石橋のヤツ、ムカつくよな。あいつ、ちょっと長くいるからって、調子に乗っちゃって、まあ」
「しっ、小林さん、石橋さんに聞こえたらまずいっすよ。あの人、気に食わない奴は辞めるまで追い込むって有名じゃないですか。何人の新人が辞めさせられたと思ってるんですか」
「おれは大丈夫!」
なんだか腹の立つようなドヤ顔で、小林さんが言った。こんなんが相棒(バディ)で、僕は大丈夫なのだろうか。
「おれは、あいつより長くいるし、それにさ、ねえ?」
 無精髭を人差し指で弄りながら、含み笑いを浮かべる小林さん。その汚い髭、剃ってくれないかな。
「なんすか小林さん、なんかあるんすか?」
石橋の新しい相方、先週から来てる子、いるじゃん、森田くん知ってる?」
 新しい相方言われても、酷いときは毎日のように変わってたりするからな。正直、他人の事などたいして興味無い僕には、どうでもよい事だった。
「え、まじ知らない感じ? 女の子新人が入ったんだよ! お、ん、な、の、こ!」
その表情自体が既にセクハラだよ!とツッコみたくなるようないやらしい笑顔小林さんが言った。そういえば、先週の朝礼で一風変わった感じの新人が入ってた気がしたが、あれは女の子だったのか。そろそろ初夏だというのに、ぶかぶかのジャンバーを着込み、メガネマスクで表情すらよく、わからない。その、わからなさだけが印象に残っていた。

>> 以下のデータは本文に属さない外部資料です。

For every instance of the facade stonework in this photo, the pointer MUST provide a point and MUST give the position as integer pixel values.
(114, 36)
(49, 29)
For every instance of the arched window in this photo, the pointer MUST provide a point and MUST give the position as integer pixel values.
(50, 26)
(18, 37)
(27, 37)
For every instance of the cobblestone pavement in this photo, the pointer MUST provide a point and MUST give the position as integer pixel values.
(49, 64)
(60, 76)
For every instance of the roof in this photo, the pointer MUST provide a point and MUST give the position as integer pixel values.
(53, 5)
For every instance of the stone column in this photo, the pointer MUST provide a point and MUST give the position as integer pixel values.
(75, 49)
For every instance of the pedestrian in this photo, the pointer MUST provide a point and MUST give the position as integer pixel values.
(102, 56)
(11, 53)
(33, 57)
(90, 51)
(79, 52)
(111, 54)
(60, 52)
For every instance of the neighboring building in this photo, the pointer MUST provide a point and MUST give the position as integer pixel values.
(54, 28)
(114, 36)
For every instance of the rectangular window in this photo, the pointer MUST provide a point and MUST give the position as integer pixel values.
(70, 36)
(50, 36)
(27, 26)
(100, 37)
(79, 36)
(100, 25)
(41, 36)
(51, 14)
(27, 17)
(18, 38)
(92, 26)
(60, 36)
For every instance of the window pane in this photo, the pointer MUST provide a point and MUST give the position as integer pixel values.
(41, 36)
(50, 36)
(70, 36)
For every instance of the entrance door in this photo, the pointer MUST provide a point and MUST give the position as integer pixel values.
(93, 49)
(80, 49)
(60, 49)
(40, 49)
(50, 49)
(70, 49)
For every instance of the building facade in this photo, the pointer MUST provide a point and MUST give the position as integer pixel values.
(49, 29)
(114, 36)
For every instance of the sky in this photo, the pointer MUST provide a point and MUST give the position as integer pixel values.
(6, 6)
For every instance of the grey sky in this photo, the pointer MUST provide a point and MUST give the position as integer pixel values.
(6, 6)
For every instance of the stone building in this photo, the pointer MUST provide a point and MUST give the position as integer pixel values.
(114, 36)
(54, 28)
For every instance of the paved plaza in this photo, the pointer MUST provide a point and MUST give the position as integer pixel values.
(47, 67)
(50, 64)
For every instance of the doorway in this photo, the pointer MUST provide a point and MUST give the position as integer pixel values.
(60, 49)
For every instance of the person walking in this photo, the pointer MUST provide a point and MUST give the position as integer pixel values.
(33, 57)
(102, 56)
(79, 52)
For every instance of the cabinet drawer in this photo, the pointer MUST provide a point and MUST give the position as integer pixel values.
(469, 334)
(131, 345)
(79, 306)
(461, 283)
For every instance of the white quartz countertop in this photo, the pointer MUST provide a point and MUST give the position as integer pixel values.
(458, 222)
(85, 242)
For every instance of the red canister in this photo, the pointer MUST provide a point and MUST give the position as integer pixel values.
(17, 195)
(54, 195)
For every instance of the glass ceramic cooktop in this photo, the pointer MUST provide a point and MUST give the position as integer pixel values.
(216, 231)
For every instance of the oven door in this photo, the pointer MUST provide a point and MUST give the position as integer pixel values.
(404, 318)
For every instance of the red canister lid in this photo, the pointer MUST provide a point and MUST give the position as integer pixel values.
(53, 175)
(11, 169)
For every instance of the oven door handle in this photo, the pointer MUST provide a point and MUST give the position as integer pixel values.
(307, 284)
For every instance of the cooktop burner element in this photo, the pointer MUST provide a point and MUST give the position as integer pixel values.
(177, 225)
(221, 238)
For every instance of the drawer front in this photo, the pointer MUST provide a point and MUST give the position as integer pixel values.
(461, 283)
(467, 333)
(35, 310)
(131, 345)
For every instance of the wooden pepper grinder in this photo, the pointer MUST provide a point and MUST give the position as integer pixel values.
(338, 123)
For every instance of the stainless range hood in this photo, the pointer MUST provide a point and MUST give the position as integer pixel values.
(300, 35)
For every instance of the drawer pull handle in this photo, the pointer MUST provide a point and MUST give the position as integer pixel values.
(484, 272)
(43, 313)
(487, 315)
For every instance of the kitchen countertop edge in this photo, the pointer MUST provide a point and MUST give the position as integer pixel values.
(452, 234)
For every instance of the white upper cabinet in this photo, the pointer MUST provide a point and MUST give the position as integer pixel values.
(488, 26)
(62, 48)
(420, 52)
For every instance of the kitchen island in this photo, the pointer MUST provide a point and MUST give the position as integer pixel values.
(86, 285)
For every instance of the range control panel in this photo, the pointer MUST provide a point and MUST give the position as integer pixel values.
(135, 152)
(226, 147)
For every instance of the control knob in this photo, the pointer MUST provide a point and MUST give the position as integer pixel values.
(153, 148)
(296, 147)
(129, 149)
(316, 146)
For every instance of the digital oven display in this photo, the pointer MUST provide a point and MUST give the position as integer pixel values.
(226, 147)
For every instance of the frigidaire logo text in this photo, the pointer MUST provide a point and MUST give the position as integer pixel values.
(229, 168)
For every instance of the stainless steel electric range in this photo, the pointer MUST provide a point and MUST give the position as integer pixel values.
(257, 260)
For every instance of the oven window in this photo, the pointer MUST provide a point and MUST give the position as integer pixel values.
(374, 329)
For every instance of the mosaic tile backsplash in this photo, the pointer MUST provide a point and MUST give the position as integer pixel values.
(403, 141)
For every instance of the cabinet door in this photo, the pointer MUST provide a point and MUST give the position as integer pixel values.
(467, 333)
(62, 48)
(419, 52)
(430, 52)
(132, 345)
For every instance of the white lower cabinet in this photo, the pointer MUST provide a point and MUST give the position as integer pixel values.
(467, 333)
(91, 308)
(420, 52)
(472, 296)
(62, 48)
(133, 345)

「その女の子にね、あの石橋が、興味津々らしいよ! なんてったって、あの子、……ふふっ」
 勿体振った言い方で、言葉を濁す小林さん。
「あの子がなんなんすか」
若干苛立ちながら聞く僕に向かい、小林さんは、それだけで猥褻物陳列罪が適用されそうな表情で応えるのだった。
「あの子ね、デカいよ。ふっ、ふふっ、森田くんも今度見てみなよ! なかなかだよ! あれは」

そろそろ50代に突入しようというのに、煩悩まみれの小林さんが僕には、ある意味羨ましかった。さぞかし人生楽しいだろう。
「見てみろ言うても、僕は小林さんみたいに自分に素直になれないっすから」
大丈夫だよ、ちょうど胸元に名札が付いてるから、名札を確認する体で見れば大丈夫
 ああ、なるほど。
「で、その、はちきれんばかりのを石橋が狙ってるんじゃないかって、そんな話」
「はあ、結局、その女の子の名前は?」
「なんだったっけ、忘れた!」
いやお前、名札を見る体で、って言ったばっかやろ、知らんのかい!
「まあ、おれはね、こう見えてプライバシーが充実してるからさ」
それを言うならプライベートだろ、とツッコむ気も起きなかったが、小林さんが「つづき聞きたいだろ!?な!な!」と言いたげな顔でニヤニヤしていたので仕方無しに、話の続きを促す
「なんかいい事でもあったんすか? 万馬券でも当たったとか? それともパチンコ?」
 ここはその手のギャンブルが好きなのが多いからな。僕は興味無いけど。
「いやいや、違うよ、おれ、やっぱり自分が魅力的な男だったんだって、再認識してさ」
急に小林さんが真顔になる。頭でも打ったんだろうか。